Greek Flame Offers Tiny, True-to-Life European-Styled Toilets

Greek Flame Taverna
1560 N. Semoran Blvd.
Winter Park, FL USA 32792

Where is it?

The restaurant has taken over a former Pizza Hut, so the bathrooms are essentially in the same location as where they would be in a Pizza Hut: In the front of the building, beside the cashier and the opening to the kitchen.

What's it like?

Give this neighborhood joint some credit. Outside of some places, Orlando isn't really a town know for its quality ethnic eateries -- most of what we have is chain restaurants. So for a place like this to survive -- and in such a working-class part of town, of all places -- for almost a decade is something of a small miracle.

And granted, part of that success may be the fact that Greek restaurants don't stick around too long here. Outside of Olympa on Colonial Drive, most of the Greek places have been around five years or less. This one isn't exactly the best in town (that would be Mykonos in Longwood) -- and some of the food is hit and miss, it's still a charming little place, and if I lived in the area I would visit more often.

Having said that, the bathrooms here need considerable work. They are much too small. So tiny, in fact, that while in them I actually thought I was in a tiny, out-of-the-way toilet in Europe. Nothing against the Europeans, mind you, but (if I may stereotype) because Europeans built their buildings first and their bathrooms second (a logical progression, really), most of their restrooms (save the moderns ones or the ones in more luxurious areas) tend to be very small and tight-fitting (especially those in France). This restaraurant's bathroom fits that mold to a tee: A bathroom of this size could certainly not accomodate people as rotund as most Americans (how I managed to get in and do my business is still a great mystery!).

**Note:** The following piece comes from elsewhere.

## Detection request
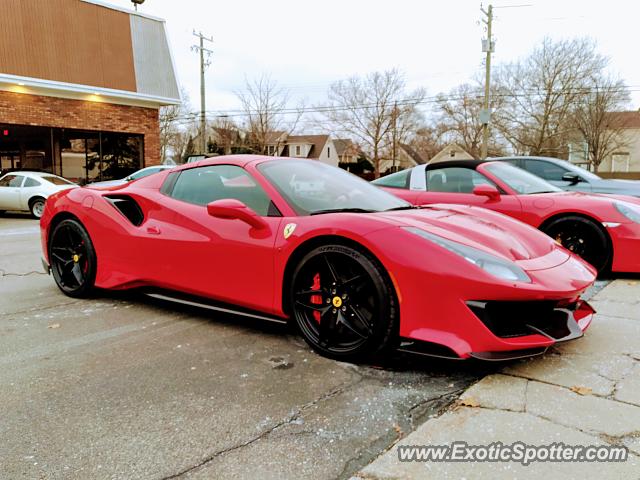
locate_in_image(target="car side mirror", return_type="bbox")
[206,199,268,230]
[472,184,501,201]
[562,172,582,185]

And yet the designer (who really just revamped a Pizza Hut loo) has the gall to include (at least in the men's room) two stations here, when really there is barely enough for one.

Stranger still, people here enter through a main door and then pass through a sort of foyer -- really, just a two-foot-by-two-foot corridor that is barely big enough to squeeze through because you have to make room for the doors to swing open and closed on both ends. While passing through, I thought, "Geez, this is small, but at least the bathroom will by roomy, right?"

Wrong. Pass through the foyer and you'll enter that restroom that's barely got enough room for a toilet, let alone a toilet, urinal and sink. Everything feels jumbled and placed on top of itself -- which makes the idea of relieving yourself all the more difficult, since all the jetting-out fixtures force you to analyze the space around you (and how to use it) before you can actually get down to business.

Worse still, the room isn't nearly as clean as it should be. I found water stains on everything from the toilet to the urinal to the sink -- and the weathered-looking pics of the Greek Isles did little to make me forget about that. You'd think it'd be easy to clean the place up, given how small it is, right?

Marks out of 10:

4. Up from 3 simply because the appetizers were good enough to merit a return.

Comments to the Management:

It's Orlando, so perhaps adapting your restroom to the city's urban-sprawl model might make for a more enjoyable experiencing. Cleaning the place a little better would help as well. (Also, consider adding some flavor to your pastisio recipe, which is much too bland for it's own good.)